The book is very well illustrated with tables, graphs, photographs and competencies.  Each chapter starts with key points and the book is well referenced clearly demonstrating the evidence base and areas for further reading including useful website addresses .  There are some areas of potential overlap but the Chapters are clearly cross-referenced and do help to further enhance knowledge.  Particular attention is given to various parts of the neonates body which may be frustrating to some healthcare professionals who use the book when the condition they require is not extensively covered.

Who should read it?

Midwives, Health Visitors, Neonatal Nurses, Junior Doctors and even some parents would benefit from and enjoy reading this book.

Perspectives on Cancer Care

1 December, 2011 Posted by: -

Title: Perspectives on Cancer Care

Author: Josephine (Tonks) N Fawcett and Anne McQueen

Publisher: Wiley-Blackwell 2011

Reviewer: Hilary Jefferies, Previously Gynaecology Oncology CNS


What was it like?

‘Perspectives on Cancer Care’ has been described by its editors as a ‘reader’ and aims to inspire, offer insights, enhance knowledge and encourage best practice in the care of patients with cancer. There are 13 chapters and costs £29.99. Each chapter may be read as a ‘stand alone’ chapter for a specific disease site, for example primary malignant brain tumours and the management of rectal cancer  which provides details of the risks, signs and symptoms, primary and secondary treatment.

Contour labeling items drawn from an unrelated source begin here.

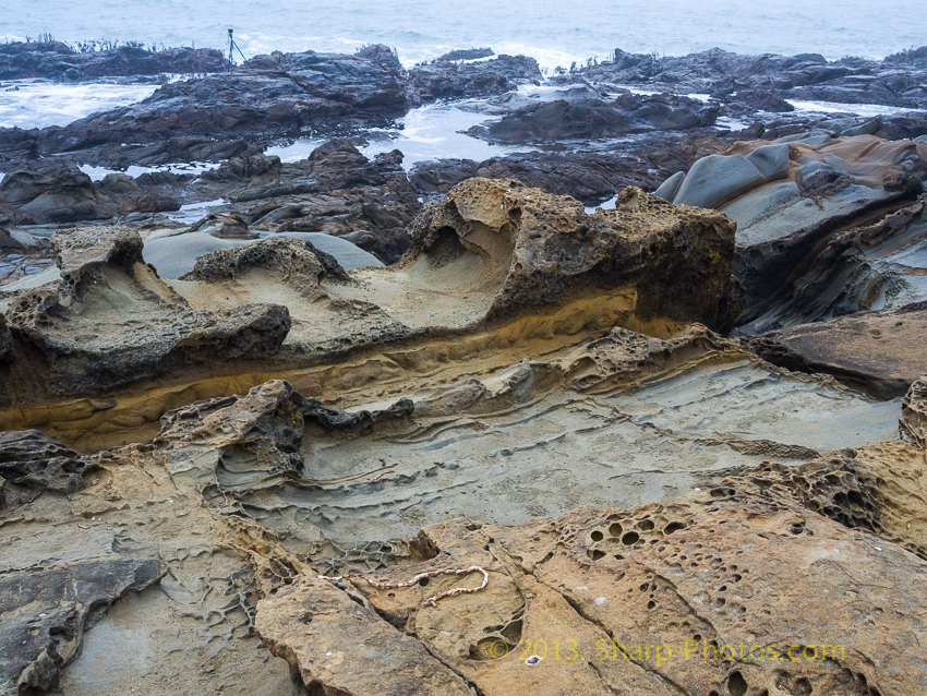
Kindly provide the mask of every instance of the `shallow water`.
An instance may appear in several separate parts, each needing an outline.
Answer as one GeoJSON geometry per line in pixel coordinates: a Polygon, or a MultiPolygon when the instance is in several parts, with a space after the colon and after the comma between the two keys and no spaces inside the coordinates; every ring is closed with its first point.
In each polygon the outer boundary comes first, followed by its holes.
{"type": "Polygon", "coordinates": [[[157,85],[57,84],[46,80],[7,81],[0,86],[0,128],[67,125],[96,111],[141,101],[157,85]]]}
{"type": "MultiPolygon", "coordinates": [[[[519,152],[525,148],[493,145],[485,141],[466,135],[461,131],[497,120],[485,113],[465,111],[448,104],[432,104],[412,109],[397,120],[399,128],[377,129],[368,135],[368,145],[361,146],[361,153],[373,158],[381,153],[393,149],[402,152],[402,166],[410,169],[417,163],[440,159],[442,157],[459,157],[483,161],[490,157],[519,152]]],[[[313,149],[325,139],[301,139],[287,145],[267,148],[268,155],[276,155],[282,161],[299,161],[305,159],[313,149]]]]}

Throughout the book there are useful case studies and mention of websites and additional reading.

What were the highlights?

Both editors are lecturers at the School of Health in Social Science at the University of Edinburgh. About half the contributors are in cademia while the remainder work in the health care setting as Clinical Nurse Specialists, Nurse Consultant or Physicians. This book was not written as a comprehensive guide to cancer care, but shares the ‘expert view’ of the contributors with the reader, thus the contents of the book may seem rather arbitrary.  For example the chapters on cancer pain and cancer related fatigue are excellent. They are well referenced and evidence-based. Other chapters contain statements that are not supported by evidence from nursing or medical journals. One view is expressed that in the care of a pregnant woman with cancer, the role of the midwife and the palliative care nurse are broadly similar, without reference to the differences in their knowledge and experience of cancer care.

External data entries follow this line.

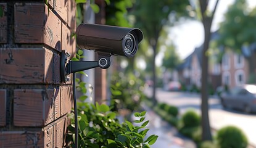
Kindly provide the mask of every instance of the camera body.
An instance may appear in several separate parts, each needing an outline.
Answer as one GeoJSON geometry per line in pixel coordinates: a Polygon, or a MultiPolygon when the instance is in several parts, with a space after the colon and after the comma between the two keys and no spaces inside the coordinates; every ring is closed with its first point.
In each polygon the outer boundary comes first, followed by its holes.
{"type": "Polygon", "coordinates": [[[80,49],[110,55],[133,57],[143,39],[139,29],[91,23],[76,28],[76,43],[80,49]]]}

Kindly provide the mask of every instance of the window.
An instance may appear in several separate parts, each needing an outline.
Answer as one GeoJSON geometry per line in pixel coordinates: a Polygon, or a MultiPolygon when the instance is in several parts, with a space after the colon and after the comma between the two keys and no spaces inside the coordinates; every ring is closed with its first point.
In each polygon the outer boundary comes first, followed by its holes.
{"type": "Polygon", "coordinates": [[[222,67],[223,70],[229,70],[230,67],[230,58],[229,54],[225,53],[222,57],[222,67]]]}
{"type": "Polygon", "coordinates": [[[230,73],[228,72],[225,72],[222,75],[222,83],[225,85],[230,85],[230,73]]]}
{"type": "Polygon", "coordinates": [[[236,70],[235,73],[235,81],[236,85],[244,84],[246,82],[244,72],[242,70],[236,70]]]}
{"type": "Polygon", "coordinates": [[[244,67],[244,56],[242,54],[235,54],[234,60],[236,68],[241,68],[244,67]]]}

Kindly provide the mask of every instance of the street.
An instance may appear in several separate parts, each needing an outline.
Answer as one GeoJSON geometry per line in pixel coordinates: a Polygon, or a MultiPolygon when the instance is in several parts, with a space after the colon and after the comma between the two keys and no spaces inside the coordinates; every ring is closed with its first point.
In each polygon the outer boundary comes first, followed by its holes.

While details of the Calman- Hine report (1995) are provided, the impact on patient care of the NHS Cancer Plan (2000) and the Cancer Reform Strategy (2007) is not included.

Strengths and weaknesses?

A strength of this book is that it includes the role of cancer genetics in the every day health care setting and the responsibilities of the research nurse in clinical trials. Both chapters provide insight into these nurses’ expertise and will be of great interest to nurses attracted to these roles as a career progression. A weakness is that one author states that there is no effective ovarian cancer screening available. Mention could have been given to the clinical trials using the CA 125 blood test and transvaginal ultrasound and the UK Familial Ovarian Cancer Screening study.

The lack of information from the patient’s perspective is a disappointing aspect of this book. Qualitative research and in particularphenomenological studies providing greater insights into the experience of having cancer could have been included, as could topics such as cost dilemmas for chemotherapy drugs, sexuality, spirituality and the use of advanced technology in cancer treatment.


Who should read it?

‘Perspectives on Cancer Care’ has been written to support undergraduate and postgraduate nurses. The chapter on the management of cancer pain will be particularly useful for all nurses caring for patients in hospitals and receiving care in the community.